Leider ist dieses eigentlich schöne Thema oftmals Anlass für Streitigkeiten in den Betrieben. Daher nachfolgend ein Überblick über wichtige Bestimmungen, basierend auf einer Verdi-Informationsschrift.

Streichen oder Verschieben: Knifflig kann es im Unternehmen werden, wenn der Arbeitgeber den genehmigten Urlaub streichen will – etwa, weil andere Mitarbeiter krankheitsbedingt ausfallen. Grundsätzlich ist eine solche Streichung schwierig, allerdings muss der Arbeitnehmer beweisen können, dass der Urlaub bereits genehmigt war (man braucht also eine schriftliche Unterlage). Das Gleiche gilt umgekehrt: Wenn der Arbeitnehmer seinen Urlaub verschieben will, muss der Arbeitgeber einverstanden sein.
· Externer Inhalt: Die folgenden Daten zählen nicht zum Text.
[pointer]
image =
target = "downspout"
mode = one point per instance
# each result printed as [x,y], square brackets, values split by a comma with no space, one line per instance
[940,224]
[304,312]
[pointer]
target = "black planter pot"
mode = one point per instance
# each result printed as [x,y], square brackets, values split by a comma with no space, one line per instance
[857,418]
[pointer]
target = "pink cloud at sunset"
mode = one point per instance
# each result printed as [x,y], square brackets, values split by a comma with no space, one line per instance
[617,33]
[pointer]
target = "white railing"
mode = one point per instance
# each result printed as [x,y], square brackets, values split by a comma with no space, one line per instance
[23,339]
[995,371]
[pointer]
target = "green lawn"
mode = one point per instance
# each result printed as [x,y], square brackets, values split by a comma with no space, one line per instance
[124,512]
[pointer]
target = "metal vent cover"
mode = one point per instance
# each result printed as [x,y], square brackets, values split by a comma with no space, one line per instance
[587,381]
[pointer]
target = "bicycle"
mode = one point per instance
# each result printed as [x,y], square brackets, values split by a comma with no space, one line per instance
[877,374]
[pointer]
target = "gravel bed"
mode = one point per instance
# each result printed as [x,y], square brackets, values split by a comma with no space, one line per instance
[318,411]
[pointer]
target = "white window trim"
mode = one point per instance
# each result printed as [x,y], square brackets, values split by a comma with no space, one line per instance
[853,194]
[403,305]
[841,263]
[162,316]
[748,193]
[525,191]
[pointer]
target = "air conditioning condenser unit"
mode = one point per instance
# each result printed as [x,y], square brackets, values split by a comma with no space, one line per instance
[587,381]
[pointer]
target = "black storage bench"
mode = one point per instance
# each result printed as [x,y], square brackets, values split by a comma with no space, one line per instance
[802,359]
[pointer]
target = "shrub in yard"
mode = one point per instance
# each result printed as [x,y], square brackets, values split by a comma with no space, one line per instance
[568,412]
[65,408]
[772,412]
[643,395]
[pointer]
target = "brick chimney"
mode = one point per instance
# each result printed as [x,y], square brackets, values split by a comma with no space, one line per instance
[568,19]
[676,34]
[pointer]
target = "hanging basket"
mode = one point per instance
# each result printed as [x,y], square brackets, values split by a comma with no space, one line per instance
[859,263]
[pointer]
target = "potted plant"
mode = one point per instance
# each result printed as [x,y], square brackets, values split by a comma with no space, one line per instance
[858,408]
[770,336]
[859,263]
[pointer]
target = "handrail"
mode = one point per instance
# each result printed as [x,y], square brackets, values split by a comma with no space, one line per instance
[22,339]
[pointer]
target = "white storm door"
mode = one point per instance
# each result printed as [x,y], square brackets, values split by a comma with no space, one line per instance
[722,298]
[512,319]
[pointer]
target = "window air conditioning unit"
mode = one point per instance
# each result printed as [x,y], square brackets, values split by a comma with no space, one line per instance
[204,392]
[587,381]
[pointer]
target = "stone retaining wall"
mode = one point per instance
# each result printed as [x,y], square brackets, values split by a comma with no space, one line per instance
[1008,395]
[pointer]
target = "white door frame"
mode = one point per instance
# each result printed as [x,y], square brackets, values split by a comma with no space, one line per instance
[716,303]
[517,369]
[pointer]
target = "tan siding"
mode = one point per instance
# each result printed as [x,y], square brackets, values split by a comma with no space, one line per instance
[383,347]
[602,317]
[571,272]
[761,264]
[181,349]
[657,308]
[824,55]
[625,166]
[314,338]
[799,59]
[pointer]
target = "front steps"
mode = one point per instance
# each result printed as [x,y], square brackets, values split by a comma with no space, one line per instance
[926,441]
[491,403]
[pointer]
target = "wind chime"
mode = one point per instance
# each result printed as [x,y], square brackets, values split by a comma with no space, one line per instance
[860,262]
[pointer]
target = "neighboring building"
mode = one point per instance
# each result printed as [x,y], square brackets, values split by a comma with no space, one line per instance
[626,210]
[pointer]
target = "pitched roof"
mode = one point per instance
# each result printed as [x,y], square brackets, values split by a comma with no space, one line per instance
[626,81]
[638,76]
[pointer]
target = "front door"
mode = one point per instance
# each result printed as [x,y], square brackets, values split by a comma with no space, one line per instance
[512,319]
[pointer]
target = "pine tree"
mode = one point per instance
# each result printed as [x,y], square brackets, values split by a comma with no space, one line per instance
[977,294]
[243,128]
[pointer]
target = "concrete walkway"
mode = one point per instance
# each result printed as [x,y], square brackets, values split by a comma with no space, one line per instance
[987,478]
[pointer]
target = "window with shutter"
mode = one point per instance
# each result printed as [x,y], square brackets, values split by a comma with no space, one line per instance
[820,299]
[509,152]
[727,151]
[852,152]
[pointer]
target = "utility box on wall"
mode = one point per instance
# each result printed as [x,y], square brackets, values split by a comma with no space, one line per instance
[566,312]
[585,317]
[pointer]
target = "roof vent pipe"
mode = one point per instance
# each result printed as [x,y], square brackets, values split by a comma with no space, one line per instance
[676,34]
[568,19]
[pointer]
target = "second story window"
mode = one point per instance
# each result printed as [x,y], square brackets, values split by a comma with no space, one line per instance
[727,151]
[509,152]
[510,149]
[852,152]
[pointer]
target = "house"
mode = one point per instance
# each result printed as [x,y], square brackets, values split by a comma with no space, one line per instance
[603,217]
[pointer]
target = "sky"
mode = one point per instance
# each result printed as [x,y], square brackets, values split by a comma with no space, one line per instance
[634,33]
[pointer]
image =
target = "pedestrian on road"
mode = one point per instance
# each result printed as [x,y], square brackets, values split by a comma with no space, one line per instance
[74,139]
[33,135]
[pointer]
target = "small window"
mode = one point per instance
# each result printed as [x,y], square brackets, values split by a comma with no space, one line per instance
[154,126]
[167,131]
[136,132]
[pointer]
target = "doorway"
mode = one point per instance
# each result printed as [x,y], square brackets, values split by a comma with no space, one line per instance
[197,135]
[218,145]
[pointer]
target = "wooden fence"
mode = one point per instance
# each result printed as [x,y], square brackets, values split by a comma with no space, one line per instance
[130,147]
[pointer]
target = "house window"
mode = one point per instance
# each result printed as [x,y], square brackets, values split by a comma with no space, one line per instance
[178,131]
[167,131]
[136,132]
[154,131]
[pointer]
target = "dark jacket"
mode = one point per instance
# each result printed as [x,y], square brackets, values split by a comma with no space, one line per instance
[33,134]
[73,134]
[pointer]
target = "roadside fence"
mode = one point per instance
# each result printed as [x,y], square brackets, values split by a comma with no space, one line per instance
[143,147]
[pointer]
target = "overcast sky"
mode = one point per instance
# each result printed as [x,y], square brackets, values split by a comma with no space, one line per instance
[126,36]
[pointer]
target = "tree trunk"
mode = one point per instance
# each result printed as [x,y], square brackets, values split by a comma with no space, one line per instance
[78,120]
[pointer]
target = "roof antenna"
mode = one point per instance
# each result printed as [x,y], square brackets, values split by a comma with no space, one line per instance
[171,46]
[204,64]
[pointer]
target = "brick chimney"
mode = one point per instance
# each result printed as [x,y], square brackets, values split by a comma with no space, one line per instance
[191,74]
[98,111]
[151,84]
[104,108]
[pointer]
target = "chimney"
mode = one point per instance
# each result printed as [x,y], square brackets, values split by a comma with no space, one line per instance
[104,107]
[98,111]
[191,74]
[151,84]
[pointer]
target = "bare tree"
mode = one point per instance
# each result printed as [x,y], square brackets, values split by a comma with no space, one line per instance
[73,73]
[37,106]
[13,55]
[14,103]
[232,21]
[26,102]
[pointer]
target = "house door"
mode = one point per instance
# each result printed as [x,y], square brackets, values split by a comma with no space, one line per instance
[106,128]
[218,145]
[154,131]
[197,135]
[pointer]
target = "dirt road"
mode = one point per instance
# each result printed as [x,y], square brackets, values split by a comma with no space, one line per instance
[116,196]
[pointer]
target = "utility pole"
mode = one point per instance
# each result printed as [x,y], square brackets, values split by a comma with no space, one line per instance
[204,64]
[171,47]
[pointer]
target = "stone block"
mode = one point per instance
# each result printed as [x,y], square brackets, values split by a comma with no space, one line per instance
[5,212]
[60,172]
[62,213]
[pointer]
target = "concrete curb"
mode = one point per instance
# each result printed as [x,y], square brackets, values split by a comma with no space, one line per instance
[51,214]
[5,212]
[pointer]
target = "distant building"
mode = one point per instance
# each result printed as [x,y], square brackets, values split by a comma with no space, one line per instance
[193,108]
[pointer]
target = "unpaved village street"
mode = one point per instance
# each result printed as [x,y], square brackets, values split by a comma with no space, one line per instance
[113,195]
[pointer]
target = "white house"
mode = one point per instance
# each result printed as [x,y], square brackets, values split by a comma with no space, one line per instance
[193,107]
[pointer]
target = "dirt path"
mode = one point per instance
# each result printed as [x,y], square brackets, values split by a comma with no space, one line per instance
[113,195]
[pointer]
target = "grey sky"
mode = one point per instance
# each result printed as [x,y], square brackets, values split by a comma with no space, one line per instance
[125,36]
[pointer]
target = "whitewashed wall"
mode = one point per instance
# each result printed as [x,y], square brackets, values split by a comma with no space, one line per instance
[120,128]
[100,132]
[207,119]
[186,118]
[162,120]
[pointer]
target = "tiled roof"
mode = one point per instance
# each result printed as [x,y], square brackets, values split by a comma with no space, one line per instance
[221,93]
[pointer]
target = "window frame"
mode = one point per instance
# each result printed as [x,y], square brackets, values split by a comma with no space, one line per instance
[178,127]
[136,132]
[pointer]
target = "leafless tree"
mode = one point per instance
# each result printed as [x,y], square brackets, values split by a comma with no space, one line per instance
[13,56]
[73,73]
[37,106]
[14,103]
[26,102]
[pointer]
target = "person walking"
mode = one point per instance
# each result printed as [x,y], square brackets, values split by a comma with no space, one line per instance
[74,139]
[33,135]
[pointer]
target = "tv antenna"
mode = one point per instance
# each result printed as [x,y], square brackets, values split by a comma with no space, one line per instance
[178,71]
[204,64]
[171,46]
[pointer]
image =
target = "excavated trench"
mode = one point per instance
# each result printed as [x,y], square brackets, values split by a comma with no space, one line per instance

Wie sieht es aus, wenn man den Urlaub bereits angetreten hat und der Chef den Arbeitnehmer zurückholen will? Dann gilt: Er kann ihn nicht zurückrufen. Für alle geschilderten Fälle gilt: Es ist immer empfehlenswert, gemeinsam eine gütliche Lösung zu finden.

Krankheit: Was passiert, wenn man im Urlaub krank wird? Dann sind die Urlaubstage nicht verloren, man kann sie später nachholen. Voraussetzung ist, dass der Mitarbeiter sich vom Arzt krankschreiben lässt und diesen Nachweis beim Arbeitgeber vorlegt.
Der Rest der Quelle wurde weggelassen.